Applications are now open for more than £500,000 of grants for community and not-for-profit groups that encourage people to walk and cycle, TfL has announced.
Enabling more people to walk and cycle is an important part of boosting Londoners’ wellbeing and mental health as the capital recovers from the pandemic. Walking and Cycling Grants London aims to address barriers to walking and cycling amongst traditionally underrepresented groups, helping to make London a more sustainable, inclusive and healthy city.
Funded by TfL in partnership with The London Marathon Charitable Trust and administered by Groundwork London, the programme can provide grants of up to £10,000 over three years to successful applicants. Applicants to this scheme will be judged on the potential of their idea to benefit the local community and boost walking and cycling levels.
Walking and cycling have been important to many people during the pandemic, both as a form of transport for getting around London and as a way of getting exercise within local communities, with many people starting to cycle for the first time. To encourage smaller community groups who may have been inspired to walk and cycle more over the past year to continue to do so, TfL and Groundwork London, with thanks to support from The London Marathon Charitable Trust, have developed a Community Ideas Grant scheme.
This will help to kickstart smaller projects across London that are based on previous successes in other communities. Groups will be able to find ideas by browsing successful former projects on the Community Ideas Hub and then apply for funding of up to £5,000 to replicate these in their local community.
Potential applicants will get help and support along their application process and while they deliver their projects.
Applications for both grants are now open and can be accessed at wcgl.london. The application window for both grant programmes is open for six weeks until 17:00 on 10th September. Successful applicants will be announced in November and should begin their projects in December.

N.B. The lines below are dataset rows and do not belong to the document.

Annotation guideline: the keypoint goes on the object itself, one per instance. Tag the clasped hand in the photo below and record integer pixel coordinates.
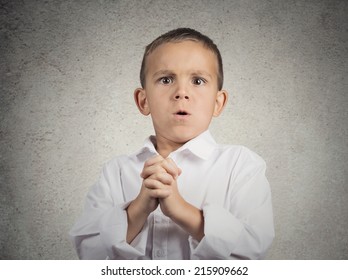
(159, 186)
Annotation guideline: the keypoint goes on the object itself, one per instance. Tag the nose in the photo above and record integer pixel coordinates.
(179, 96)
(181, 93)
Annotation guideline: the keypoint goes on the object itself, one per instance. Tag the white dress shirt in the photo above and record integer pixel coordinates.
(227, 182)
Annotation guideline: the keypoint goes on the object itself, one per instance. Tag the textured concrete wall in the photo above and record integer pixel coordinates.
(68, 71)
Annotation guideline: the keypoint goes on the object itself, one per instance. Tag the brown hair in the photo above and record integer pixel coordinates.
(179, 35)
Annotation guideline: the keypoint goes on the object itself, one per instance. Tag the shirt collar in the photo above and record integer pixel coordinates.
(202, 146)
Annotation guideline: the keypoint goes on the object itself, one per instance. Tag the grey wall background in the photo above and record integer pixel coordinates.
(68, 71)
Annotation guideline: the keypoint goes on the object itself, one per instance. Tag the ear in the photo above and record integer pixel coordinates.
(220, 102)
(141, 101)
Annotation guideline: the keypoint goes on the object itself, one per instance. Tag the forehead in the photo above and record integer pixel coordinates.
(180, 56)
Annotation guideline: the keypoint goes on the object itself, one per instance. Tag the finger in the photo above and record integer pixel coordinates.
(153, 169)
(153, 160)
(164, 178)
(160, 193)
(169, 165)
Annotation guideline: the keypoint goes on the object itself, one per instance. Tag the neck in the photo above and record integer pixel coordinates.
(165, 146)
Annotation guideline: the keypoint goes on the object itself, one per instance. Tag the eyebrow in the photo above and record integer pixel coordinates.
(171, 73)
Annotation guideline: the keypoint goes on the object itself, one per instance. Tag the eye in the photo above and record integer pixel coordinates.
(198, 81)
(166, 80)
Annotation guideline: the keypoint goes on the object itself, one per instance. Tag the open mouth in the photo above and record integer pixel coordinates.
(182, 113)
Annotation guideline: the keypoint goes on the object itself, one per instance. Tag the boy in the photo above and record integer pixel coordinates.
(181, 196)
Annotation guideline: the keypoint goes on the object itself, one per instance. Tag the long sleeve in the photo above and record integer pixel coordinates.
(243, 227)
(100, 232)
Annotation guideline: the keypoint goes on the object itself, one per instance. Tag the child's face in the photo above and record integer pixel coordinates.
(181, 90)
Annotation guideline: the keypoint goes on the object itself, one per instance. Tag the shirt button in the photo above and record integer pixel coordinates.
(160, 253)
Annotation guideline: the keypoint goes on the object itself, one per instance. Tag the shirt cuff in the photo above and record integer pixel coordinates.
(221, 233)
(113, 233)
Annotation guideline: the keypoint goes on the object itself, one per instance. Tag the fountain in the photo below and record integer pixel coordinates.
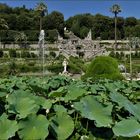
(41, 50)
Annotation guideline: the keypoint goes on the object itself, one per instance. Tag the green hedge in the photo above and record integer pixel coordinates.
(103, 67)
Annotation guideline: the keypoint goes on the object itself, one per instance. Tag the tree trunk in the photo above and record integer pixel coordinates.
(40, 23)
(115, 32)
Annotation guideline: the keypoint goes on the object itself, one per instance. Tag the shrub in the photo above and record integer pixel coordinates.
(25, 54)
(103, 67)
(53, 54)
(56, 68)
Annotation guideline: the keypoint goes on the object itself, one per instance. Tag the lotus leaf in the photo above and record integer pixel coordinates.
(34, 127)
(74, 92)
(90, 108)
(124, 102)
(7, 127)
(62, 126)
(127, 128)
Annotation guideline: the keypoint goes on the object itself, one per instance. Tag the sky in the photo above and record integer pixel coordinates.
(130, 8)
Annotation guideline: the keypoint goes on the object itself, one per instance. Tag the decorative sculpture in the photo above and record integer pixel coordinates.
(65, 63)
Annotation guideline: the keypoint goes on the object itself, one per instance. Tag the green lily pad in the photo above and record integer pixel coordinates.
(127, 128)
(62, 126)
(8, 128)
(90, 108)
(34, 127)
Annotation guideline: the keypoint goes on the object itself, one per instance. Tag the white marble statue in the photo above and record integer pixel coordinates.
(65, 63)
(41, 36)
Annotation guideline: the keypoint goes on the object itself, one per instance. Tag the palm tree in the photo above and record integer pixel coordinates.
(42, 9)
(3, 24)
(115, 9)
(21, 38)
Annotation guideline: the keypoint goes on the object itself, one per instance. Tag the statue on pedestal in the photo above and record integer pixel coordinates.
(65, 63)
(41, 43)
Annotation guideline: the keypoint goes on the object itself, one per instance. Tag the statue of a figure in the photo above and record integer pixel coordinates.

“I’m delighted that community groups can now benefit from our grants that are enabling Londoners of all backgrounds to walk and cycle,” said Will Norman, London’s walking and cycling commissioner. “By showing Londoners that walking and cycling are convenient, easy and fun ways to get around, we can improve their health and quality of life, as well as reducing toxic air pollution – improving our city for everyone.”
Miranda Leedham, head of customer marketing and behaviour change at TfL, said: “Breaking down the barriers that prevent people accessing the many benefits of walking and cycling is a vital part of making the capital a healthier, cleaner and more sustainable place for everyone. We’ve seen more than 41,000 people benefit from our Walking and Cycling Grants funding over the years and are looking forward to seeing even more Londoners of all ages and backgrounds get active with our new funding scheme.”

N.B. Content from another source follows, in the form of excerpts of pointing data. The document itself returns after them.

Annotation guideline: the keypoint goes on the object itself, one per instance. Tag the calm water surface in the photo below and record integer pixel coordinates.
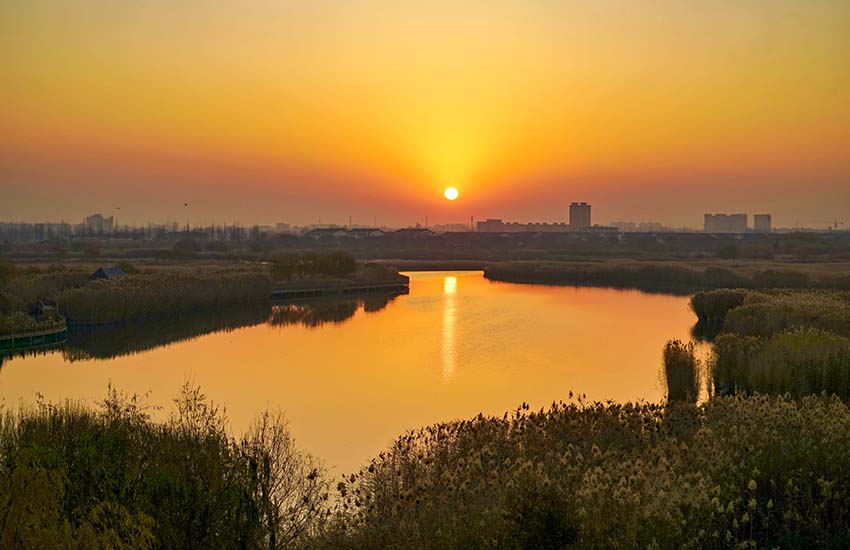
(455, 346)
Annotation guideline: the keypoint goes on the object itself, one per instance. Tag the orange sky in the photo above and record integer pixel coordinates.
(270, 111)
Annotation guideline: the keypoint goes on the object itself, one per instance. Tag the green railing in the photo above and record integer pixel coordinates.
(44, 328)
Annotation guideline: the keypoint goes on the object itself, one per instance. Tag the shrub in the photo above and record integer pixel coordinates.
(72, 476)
(735, 472)
(307, 264)
(712, 305)
(800, 362)
(681, 371)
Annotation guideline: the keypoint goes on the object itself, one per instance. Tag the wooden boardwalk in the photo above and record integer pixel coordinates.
(47, 333)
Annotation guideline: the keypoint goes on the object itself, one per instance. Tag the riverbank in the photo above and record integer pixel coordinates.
(680, 277)
(138, 295)
(755, 471)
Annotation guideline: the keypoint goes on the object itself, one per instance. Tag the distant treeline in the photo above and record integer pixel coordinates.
(424, 245)
(672, 276)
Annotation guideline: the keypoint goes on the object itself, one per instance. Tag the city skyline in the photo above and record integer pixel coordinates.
(313, 110)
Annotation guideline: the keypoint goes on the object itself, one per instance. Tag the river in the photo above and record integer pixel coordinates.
(350, 376)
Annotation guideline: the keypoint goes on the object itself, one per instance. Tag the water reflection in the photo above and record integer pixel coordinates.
(349, 388)
(449, 321)
(115, 341)
(321, 311)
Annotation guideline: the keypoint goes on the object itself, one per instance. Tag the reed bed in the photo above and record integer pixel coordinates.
(164, 294)
(681, 371)
(799, 362)
(671, 276)
(735, 472)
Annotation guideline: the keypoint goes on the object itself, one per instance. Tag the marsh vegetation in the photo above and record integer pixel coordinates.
(73, 476)
(674, 276)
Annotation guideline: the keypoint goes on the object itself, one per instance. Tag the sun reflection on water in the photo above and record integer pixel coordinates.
(449, 320)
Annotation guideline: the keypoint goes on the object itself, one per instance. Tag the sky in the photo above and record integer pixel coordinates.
(271, 111)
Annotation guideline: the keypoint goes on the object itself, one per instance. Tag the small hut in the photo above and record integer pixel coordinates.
(107, 273)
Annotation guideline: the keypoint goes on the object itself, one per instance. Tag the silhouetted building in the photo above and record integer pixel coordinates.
(762, 223)
(414, 232)
(365, 232)
(726, 223)
(579, 215)
(96, 224)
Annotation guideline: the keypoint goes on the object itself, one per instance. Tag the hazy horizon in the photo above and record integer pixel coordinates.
(293, 113)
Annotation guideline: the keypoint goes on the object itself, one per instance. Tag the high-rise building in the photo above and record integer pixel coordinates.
(579, 215)
(726, 223)
(762, 223)
(96, 224)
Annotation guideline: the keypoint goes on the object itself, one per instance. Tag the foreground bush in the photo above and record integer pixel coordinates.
(735, 472)
(681, 371)
(767, 313)
(72, 476)
(798, 362)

Sir Rodney Walker, chairman of The London Marathon Charitable Trust, added: “The last year has shown that creating opportunities to enable people of all ages, abilities and backgrounds to get active through walking and cycling has never been of such importance. This is the second year of The Trust’s partnership with TfL’s Walking and Cycling Grants London programme, and with last year’s projects now delivering new walking and cycling activities for thousands of people across London, we are looking forward to building on this and supporting more people to get active.
“Through the addition of the Community Ideas Grants scheme, we hope many new smaller groups, who play such a valuable role in supporting the health and wellbeing of their local communities, will be inspired to apply.”
To date, the scheme has helped more than 41,000 people in 33 boroughs to get more out of walking and cycling through activities such as rides for children with disabilities, learning to cycle or repair bikes, or walks for people suffering from ill health or isolation.
Last year, 68 groups were awarded funding through the scheme and will receive £593,369 of joint funding over three years. Projects to be awarded funding last year included a project in Lambeth to tackle social isolation and mental health issues among young black, Asian and minority ethnic men through cycling, and a project to give young and teenage girls in east London the opportunity to develop a passion for cycling and BMX.
Since May 2020, more than 100km of new or upgraded cycle lanes have been built or are under construction, along with more than 22,500 square metres of extra pavement space reallocated for people walking. The measures mean people are increasingly using bikes to get around their local area and for exercise, with recent TfL data showing cycling has increased by 22% in outer London compared to spring 2019, with a 7% rise in inner London.
More than 300 schools across London have TfL-funded School Streets measures to restrict cars at pick up and drop off times. There are also more than 100 low-traffic neighbourhoods schemes in place in the capital, which are making it safer and easier for people to walk and cycling on local roads.